4. Verify Connections: Double-check all connections to ensure proper alignment of pins (VCC, GND, SCL, SDA) to avoid damage to the devices.
5. Test Communication: Use appropriate software or firmware to test communication between the input and output devices.

• Power Supply: Ensure the total current draw of the connected devices does not exceed 1A. Use an external power source if necessary.
• Cable Length: Keep cable lengths as short as possible to minimize signal degradation, especially for high-speed I2C communication.
• Signal Integrity: Use pull-up resistors on the SCL and SDA lines if the connected devices do not have built-in pull-ups.
• Compatibility: Verify that all connected devices operate at the same voltage level (3.3V or 5V) to prevent damage.
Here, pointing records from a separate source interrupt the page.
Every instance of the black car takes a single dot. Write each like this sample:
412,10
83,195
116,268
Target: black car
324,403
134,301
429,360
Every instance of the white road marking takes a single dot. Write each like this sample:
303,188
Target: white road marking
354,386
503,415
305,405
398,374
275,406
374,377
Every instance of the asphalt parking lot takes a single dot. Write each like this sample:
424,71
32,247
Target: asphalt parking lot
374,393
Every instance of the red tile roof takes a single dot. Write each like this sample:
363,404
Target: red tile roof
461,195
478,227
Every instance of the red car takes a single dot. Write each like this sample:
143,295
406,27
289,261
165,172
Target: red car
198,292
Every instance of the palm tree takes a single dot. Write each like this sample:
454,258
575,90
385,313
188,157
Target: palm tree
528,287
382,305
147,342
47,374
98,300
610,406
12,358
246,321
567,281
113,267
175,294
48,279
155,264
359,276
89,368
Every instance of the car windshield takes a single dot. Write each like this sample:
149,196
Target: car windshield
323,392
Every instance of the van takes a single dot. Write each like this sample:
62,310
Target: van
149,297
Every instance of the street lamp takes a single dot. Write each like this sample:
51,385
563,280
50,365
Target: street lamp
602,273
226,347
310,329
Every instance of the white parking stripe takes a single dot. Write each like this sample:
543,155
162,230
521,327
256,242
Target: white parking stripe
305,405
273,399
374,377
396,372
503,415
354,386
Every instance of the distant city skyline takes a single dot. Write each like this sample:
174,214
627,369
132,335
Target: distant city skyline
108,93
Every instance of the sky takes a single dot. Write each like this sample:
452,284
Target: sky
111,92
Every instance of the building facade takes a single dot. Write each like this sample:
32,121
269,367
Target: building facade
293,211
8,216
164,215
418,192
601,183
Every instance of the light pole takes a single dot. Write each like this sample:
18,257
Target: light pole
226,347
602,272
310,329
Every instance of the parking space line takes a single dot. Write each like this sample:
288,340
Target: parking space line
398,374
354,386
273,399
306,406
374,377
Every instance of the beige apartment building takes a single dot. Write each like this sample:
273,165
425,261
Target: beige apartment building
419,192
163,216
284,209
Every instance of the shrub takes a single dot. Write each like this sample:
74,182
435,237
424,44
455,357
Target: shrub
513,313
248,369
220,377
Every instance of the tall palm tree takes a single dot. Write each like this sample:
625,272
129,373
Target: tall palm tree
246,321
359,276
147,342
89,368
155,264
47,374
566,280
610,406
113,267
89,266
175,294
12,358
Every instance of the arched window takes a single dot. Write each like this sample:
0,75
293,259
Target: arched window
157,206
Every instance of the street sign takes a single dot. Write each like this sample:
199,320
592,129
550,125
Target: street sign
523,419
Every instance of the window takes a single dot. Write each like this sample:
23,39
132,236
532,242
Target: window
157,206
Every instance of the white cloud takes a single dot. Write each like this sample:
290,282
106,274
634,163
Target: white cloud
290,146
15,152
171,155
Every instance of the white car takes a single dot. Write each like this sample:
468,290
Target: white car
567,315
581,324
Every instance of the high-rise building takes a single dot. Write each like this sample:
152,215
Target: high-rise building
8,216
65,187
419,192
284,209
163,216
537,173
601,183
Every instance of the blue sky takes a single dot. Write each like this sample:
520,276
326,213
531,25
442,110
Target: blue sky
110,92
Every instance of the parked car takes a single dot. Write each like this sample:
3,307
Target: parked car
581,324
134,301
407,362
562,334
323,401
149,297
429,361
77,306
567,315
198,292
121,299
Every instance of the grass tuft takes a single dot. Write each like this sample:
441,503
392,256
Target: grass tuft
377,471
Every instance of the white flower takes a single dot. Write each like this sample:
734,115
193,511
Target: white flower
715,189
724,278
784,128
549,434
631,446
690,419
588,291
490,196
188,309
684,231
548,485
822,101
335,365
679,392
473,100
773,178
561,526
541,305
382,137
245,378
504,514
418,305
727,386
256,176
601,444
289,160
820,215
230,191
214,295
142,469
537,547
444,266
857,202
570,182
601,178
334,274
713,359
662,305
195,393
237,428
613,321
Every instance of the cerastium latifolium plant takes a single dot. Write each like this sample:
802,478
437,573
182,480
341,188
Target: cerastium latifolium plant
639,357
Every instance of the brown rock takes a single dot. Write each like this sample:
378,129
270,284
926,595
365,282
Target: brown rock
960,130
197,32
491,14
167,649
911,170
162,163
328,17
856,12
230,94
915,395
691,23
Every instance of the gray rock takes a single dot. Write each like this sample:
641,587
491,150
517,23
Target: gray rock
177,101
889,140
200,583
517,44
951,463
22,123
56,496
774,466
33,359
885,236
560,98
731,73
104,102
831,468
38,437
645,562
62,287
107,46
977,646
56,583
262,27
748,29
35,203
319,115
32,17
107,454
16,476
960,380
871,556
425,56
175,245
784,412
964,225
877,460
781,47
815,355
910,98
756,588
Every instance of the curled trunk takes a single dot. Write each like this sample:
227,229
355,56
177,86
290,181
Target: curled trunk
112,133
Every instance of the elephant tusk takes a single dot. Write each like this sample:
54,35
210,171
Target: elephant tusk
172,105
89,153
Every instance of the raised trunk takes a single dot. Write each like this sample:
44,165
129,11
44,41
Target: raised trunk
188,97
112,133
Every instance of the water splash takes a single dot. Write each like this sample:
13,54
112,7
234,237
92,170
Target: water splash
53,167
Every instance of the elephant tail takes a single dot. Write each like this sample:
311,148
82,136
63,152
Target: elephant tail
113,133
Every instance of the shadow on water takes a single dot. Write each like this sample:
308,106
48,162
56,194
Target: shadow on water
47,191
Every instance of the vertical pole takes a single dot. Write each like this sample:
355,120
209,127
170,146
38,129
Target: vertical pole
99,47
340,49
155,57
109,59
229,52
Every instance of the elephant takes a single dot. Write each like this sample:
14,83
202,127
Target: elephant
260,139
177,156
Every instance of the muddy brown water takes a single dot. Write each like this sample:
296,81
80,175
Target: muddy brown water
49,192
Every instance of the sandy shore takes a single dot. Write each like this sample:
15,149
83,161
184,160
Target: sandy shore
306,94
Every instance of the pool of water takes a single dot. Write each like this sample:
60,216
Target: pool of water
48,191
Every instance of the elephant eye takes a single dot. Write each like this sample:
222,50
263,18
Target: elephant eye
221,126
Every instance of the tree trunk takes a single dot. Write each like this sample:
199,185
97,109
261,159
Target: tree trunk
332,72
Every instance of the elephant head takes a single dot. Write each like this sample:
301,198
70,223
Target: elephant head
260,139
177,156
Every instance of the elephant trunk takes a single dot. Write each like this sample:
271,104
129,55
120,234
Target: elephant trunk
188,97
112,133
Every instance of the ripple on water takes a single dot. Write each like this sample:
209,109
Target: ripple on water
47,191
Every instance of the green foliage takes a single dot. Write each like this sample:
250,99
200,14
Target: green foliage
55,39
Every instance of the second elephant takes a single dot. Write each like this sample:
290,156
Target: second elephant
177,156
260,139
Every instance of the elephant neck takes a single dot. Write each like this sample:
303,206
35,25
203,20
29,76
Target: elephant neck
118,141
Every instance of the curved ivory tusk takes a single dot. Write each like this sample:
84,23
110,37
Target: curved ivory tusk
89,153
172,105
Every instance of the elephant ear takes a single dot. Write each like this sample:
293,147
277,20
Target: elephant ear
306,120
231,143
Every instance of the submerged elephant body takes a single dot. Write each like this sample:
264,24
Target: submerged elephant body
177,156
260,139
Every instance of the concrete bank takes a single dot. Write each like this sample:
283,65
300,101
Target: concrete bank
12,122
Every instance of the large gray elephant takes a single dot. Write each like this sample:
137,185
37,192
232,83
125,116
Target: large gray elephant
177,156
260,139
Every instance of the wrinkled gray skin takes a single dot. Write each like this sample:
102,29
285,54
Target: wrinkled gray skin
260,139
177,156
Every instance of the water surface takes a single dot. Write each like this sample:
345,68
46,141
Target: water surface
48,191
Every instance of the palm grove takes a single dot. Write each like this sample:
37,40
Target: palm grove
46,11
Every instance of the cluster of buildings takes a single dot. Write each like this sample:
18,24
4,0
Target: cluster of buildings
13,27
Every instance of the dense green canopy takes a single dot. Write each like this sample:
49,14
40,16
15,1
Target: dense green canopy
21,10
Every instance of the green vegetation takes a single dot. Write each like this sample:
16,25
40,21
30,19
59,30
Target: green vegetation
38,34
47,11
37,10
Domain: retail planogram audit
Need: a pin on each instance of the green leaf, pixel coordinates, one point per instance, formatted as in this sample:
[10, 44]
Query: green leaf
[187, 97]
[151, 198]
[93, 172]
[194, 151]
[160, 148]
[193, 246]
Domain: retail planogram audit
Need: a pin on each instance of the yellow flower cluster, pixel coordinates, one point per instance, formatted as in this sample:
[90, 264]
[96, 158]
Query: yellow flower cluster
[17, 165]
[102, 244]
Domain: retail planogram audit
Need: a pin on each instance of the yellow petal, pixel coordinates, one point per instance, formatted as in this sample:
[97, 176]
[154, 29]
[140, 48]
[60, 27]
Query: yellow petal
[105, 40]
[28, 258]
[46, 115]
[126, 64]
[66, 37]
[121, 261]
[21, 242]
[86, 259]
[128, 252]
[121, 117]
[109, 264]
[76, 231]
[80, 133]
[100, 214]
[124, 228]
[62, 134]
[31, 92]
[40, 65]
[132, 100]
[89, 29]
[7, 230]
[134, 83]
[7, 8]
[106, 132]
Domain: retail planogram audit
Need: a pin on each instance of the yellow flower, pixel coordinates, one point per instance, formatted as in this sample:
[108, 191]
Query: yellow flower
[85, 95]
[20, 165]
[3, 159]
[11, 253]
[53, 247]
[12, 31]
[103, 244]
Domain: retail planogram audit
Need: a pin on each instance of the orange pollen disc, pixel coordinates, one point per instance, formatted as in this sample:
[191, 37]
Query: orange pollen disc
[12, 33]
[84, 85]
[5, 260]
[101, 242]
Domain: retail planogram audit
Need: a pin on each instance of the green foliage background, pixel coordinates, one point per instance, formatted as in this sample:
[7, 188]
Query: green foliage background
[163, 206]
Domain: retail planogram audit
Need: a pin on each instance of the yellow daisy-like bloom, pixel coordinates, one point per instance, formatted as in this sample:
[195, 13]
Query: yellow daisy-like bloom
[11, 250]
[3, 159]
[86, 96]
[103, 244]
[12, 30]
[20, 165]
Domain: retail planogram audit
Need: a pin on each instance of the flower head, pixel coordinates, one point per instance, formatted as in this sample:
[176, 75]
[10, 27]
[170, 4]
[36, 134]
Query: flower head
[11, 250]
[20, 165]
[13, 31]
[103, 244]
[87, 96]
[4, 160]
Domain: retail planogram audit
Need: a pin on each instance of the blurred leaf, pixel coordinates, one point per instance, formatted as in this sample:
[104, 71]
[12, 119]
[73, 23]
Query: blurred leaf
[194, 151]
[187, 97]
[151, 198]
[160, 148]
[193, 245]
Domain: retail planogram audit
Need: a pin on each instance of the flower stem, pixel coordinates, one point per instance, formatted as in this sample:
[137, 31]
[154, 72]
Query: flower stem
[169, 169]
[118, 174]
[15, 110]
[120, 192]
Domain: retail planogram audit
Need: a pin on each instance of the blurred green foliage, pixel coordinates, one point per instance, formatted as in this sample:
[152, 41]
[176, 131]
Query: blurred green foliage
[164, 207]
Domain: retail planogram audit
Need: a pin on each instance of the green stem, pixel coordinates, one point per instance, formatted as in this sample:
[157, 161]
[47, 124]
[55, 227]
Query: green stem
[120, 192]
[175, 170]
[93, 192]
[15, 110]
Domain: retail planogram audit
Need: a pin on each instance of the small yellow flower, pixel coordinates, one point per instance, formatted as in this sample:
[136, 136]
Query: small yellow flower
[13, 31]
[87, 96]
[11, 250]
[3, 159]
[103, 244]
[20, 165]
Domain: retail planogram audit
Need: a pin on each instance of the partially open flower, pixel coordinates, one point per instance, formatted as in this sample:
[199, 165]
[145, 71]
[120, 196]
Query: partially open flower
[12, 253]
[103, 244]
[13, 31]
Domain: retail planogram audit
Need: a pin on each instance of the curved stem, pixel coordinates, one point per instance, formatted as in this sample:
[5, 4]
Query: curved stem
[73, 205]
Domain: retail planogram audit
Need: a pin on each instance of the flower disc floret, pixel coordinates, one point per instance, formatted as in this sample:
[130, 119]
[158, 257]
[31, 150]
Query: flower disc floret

The Luxonis Y-adapter can be used to connect multiple I2C devices to an Arduino UNO. Below is an example Arduino sketch for reading data from two I2C sensors connected via the Y-adapter.

#include <Wire.h>

// Define I2C addresses for the two sensors
#define SENSOR1_ADDR 0x40  // Replace with the actual address of sensor 1
#define SENSOR2_ADDR 0x41  // Replace with the actual address of sensor 2

void setup() {
  Wire.begin();  // Initialize I2C communication
  Serial.begin(9600);  // Start serial communication for debugging

  // Check communication with sensor 1
  Wire.beginTransmission(SENSOR1_ADDR);
  if (Wire.endTransmission() == 0) {
    Serial.println("Sensor 1 connected successfully.");
  } else {
    Serial.println("Failed to connect to Sensor 1.");
  }

  // Check communication with sensor 2
  Wire.beginTransmission(SENSOR2_ADDR);
  if (Wire.endTransmission() == 0) {
    Serial.println("Sensor 2 connected successfully.");
  } else {
    Serial.println("Failed to connect to Sensor 2.");
  }
}

void loop() {
  // Example: Read data from both sensors and print to Serial Monitor

  // Read from Sensor 1
  Wire.requestFrom(SENSOR1_ADDR, 2);  // Request 2 bytes of data
  if (Wire.available() == 2) {
    int data1 = Wire.read() << 8 | Wire.read();  // Combine two bytes
    Serial.print("Sensor 1 Data: ");
    Serial.println(data1);
  }

  // Read from Sensor 2
  Wire.requestFrom(SENSOR2_ADDR, 2);  // Request 2 bytes of data
  if (Wire.available() == 2) {
    int data2 = Wire.read() << 8 | Wire.read();  // Combine two bytes
    Serial.print("Sensor 2 Data: ");
    Serial.println(data2);
  }

  delay(1000);  // Wait 1 second before the next read
}

1. No Communication Between Devices

   • Cause: Incorrect wiring or mismatched voltage levels.
   • Solution: Verify all connections and ensure all devices operate at the same voltage level.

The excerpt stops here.